Katholische Pfarrgemeinde St. Nikolaus in Übersee am Chiemsee

Um Weisheit bitten

Es gibt gescheite Leute. Sie wissen viel und haben meist ein phantastisches Gedächtnis. Alles Mögliche kann man sie fragen. Sie sind wie ein Lexikon aus Fleisch und Blut.

Viele davon haben sich auf ein bestimmtes Gebiet spezialisiert. Spezialisten aber sind noch keine Weisen.
Das lateinische Wort für Weisheit ist „sapientia“. Es bedeutet weder ein enormes Wissen noch eine Summe von Geistesblitzen. Es geht vielmehr um das Gespür für das, was wirklich wichtig ist, was letztlich zählt. Der Weise hat einen Blick für das Hintergründige.

Er sieht durch das Oberflächliche hindurch in die Tiefe, auch bei einem Menschen. Seine Stärke liegt im Fingerspitzengefühl. 
Was erwarten wir von Gott? Es gibt sicher viele, die sich sehr wohl etwas von Gott erwarten. Sind das nicht eher handfeste Dinge wie Gesundheit, langes Leben, Wohlstand? Gott steht da für Erwartungen, die man an das eigene Leben hat.

Die Bedeutung Gottes hängt von der Fülle dieser Erwartungen ab. Solche Menschen können bitter werden, wenn alles anders läuft als geplant. „Jetzt habe ich so viel gebetet, und doch ist mein Mann an Krebs gestorben“, sagt eine Frau vorwurfsvoll. Und eine Abiturientin drückt sich so aus: „Ich gehe sonst nicht zur Kirche und bete kaum. Aber vor dem Abitur bin ich zur Messe gegangen. Und ich habe es gut geschafft. Geschadet hat es nicht“. Ist das alles, was wir von Gott erbitten?

Im Alten Testament wird uns vom jungen König Salomo erzählt, der Gott eine andere Bitte vorträgt. Er bittet darum, dass er auf Gott hören kann, um sein Volk entsprechend zu regieren und um fähig zu sein, das Gute vom Bösen zu unterscheiden. Würde uns diese Weisheit nicht auch guttun? Mehr als die berechtigten Wünsche nach Gesundheit, Sicherheit und Besitz? Mehr als das Fachwissen von Spezialisten, die auf ihrem Gebiet Experten sind, aber das Ganze aus dem Blick verloren haben? 

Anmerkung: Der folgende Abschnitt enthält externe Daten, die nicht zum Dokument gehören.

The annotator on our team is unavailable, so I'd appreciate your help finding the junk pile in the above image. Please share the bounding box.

Weisheit hat viel mit der Gabe der Unterscheidung zu tun. Das ist die Fähigkeit zu erkennen, worauf es wirklich ankommt, was wahrlich zählt, worauf im Leben letztlich Verlass ist. Die gegenwärtige Situation drängt uns diese Fragen geradezu auf, zwingt uns, sich ihnen zu stellen. Diesen Fragen nicht ausweichen, sondern sich diesen Themen stellen, darauf hören, was Gott uns durch diese Krise sagen will, die Nöte der Zeit im Gebet vor Gott hintragen, um ein hörendes Herz bitten, all das könnte uns helfen zu erkennen, was das Leben momentan von uns verlangt.

Weise ist nicht der Mensch, der Wissen für sich behält, sondern sich für das einsetzt, was er als richtig erkannt hat. So wünsche ich uns allen in der schwierigen gegenwärtigen Situation nicht nur die richtigen Einsichten, sondern den Mut zum Handeln, wo wir gebraucht werden.